So far 2017 has been really tough on me.  The way I struggled over New Year’s should have been a sign, but I went to the doctor’s and they said it was a rough time of year and that I'll get through it.  Which at the time I could see there was a lot going on and so I just put one foot in front of the other and just focused on getting through each day as best I could.

I don’t like to show my emotions or asking friends for help, as I know everyone has their own problems and battles and it’s hard for anyone to really understand the depths of someone’s situation.

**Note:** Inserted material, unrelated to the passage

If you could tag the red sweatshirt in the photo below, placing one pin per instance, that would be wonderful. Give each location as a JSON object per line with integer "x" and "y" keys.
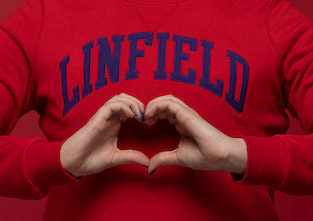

A few years back I felt like I was in a good head space, I was ready to start living and putting myself out there to find my life time partner.  But looking back now, I still didn’t love myself and the saying goes “If you can’t love yourself, how the hell are you going to be able to love someone else.”  And this is so true… As I have never loved me.  I know how to love my children, my parents and all my close friends and I put myself on the line over and over again, by thinking that someone will love me enough one day to help me love myself.

I have such a terrible habit of putting my efforts into the wrong people, seeing a fairy tale instead of reality.  And then being hurt and hating myself all over again for expecting better!

I worry about putting this on paper, I’m not one for having many friends anyway and putting my cards on the table and trying to be completely honest.  But over the past couple of months I have not only been battling with the demons in my head, I've battled with various health issues and this has just put my head into a more lonely and dark place.

I have given up on my happiness... as I have tried over and over again to find my happy place, but every time I think I've found it, I just end up falling more into my dark space. You have these thoughts, thinking if I do this, then it will make me be seen differently.  But you are who you are no matter if your skinny, fat, pretty or ugly.  I always thought no one could like me because I was over weight and shy, but when I was skinnier, I still had the same struggles... so I suppose this is why I have gotten fat again.  I've given up caring about my looks, as my looks don't make a difference, it's me as a person that makes a difference and that's just what I have to accept.

My life now is all about helping my kids grow into being strong and independent people. People that can stand on their own two feet, being happy about who they are, finding a career that they'll love getting up for every day, having special friends that will be their for them and vice versa, finding a loving and loyal partner and finding a life that will keep them happy, safe and comfortable.